Give it a try if you haven't already tried it    :Very Happy: 

Question: Why does a $35 webcam from <erm>Wal-Mart</erm> shut of the sound, once in awhile?    Coincedence?

----------

## Mort_pp

Ok. Funny thing. 

The ound kinda works, but under skype only.

Neither KDE applications nor firefox (flash) play sound...

EDIT: Under noatun it works as well. But I cant get KDE sounds and flash sounds working...

----------

## epsilon72

 *Mort_pp wrote:*   

> Ok. Funny thing. 
> 
> The ound kinda works, but under skype only.
> 
> Neither KDE applications nor firefox (flash) play sound...
> ...

 

Maybe it's an aRts problem?

----------

## twangeri

 *epsilon72 wrote:*   

> 
> 
> Maybe it's an aRts problem?

 

I don't think so, since I'm using Gnome and my problem is identical. It probably has something to do with the kernel upgrade? (Oh, why did I do it! ...oh yeah, wireless drivers).

I didn't find any new kernel options to choose. Is there an easy way to tell what's been changed in the last upgrade?

----------

## twangeri

All right, got it working! At least for now...

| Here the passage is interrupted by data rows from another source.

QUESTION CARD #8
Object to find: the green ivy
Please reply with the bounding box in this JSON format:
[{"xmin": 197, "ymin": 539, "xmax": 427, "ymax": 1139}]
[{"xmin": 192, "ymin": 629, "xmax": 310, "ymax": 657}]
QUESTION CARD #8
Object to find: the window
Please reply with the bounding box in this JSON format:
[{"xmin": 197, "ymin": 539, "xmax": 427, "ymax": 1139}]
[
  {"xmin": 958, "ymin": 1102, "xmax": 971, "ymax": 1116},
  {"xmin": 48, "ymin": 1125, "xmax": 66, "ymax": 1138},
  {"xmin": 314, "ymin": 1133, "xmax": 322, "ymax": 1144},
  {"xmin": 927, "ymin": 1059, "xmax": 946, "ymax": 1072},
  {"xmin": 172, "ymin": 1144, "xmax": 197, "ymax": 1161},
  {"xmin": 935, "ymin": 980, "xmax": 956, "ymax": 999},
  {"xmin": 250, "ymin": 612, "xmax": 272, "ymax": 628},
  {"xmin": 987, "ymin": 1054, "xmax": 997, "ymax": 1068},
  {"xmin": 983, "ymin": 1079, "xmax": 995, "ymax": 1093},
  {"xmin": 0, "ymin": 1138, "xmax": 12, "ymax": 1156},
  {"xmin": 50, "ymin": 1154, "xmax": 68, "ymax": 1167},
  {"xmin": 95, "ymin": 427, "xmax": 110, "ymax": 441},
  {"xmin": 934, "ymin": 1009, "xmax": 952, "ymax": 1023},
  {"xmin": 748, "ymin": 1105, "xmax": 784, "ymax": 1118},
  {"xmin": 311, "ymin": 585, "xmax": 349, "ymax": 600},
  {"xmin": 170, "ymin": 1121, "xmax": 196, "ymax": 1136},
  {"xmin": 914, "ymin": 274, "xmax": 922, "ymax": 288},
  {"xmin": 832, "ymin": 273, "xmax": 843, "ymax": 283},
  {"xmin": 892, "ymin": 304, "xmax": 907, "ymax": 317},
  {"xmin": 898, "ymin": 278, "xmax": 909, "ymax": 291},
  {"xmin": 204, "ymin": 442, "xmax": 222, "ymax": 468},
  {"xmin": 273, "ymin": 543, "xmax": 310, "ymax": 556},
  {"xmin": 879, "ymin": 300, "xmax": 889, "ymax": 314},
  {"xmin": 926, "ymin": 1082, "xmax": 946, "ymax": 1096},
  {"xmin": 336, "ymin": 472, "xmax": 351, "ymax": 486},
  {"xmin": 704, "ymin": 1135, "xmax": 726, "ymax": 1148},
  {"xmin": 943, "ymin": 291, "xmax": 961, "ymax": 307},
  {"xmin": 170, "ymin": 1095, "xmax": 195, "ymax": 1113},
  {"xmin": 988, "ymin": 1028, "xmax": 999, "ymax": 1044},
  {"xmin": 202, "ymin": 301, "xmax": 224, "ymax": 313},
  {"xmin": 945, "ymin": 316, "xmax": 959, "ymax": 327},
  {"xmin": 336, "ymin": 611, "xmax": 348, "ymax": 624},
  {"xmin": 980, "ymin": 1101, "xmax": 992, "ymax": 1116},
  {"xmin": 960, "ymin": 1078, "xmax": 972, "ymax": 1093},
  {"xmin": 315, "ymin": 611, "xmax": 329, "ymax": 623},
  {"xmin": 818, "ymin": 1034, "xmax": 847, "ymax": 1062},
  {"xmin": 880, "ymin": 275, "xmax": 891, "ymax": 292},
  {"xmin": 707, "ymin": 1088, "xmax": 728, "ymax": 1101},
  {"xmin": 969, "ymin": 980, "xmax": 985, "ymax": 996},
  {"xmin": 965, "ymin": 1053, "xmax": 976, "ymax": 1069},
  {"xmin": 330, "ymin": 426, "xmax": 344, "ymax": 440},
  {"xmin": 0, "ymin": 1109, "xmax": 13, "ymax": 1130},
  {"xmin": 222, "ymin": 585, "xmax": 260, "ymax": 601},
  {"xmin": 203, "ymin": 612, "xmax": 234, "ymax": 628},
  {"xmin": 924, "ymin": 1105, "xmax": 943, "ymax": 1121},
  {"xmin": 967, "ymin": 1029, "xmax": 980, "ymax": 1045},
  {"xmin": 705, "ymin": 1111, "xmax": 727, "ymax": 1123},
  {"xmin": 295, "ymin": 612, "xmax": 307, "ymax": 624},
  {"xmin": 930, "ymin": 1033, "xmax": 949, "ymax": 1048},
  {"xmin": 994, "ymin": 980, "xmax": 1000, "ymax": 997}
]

I made previously the configurations suggested by TequilaTR.

/etc/modules.d/alsa

options snd-hda-intel model=toshiba

options snd cards_limit=1

But I was too stupid to run update-modules (which is clearly told to do in the file /etc/modules.d/alsa).

# update-modules 

# /etc/init.d/alsasound restart

And sounds are playing again. Wohoo!

----------

## Mort_pp

Ok, flash on konqueror does emit sound.

It seems that I've got sound working on every application except base kde desktop (the KDE sounds, and KDE "test sound" button doesn't work either)

I don't really mind, but still desktop is a bit annoying. Any suggestions what could I do?

----------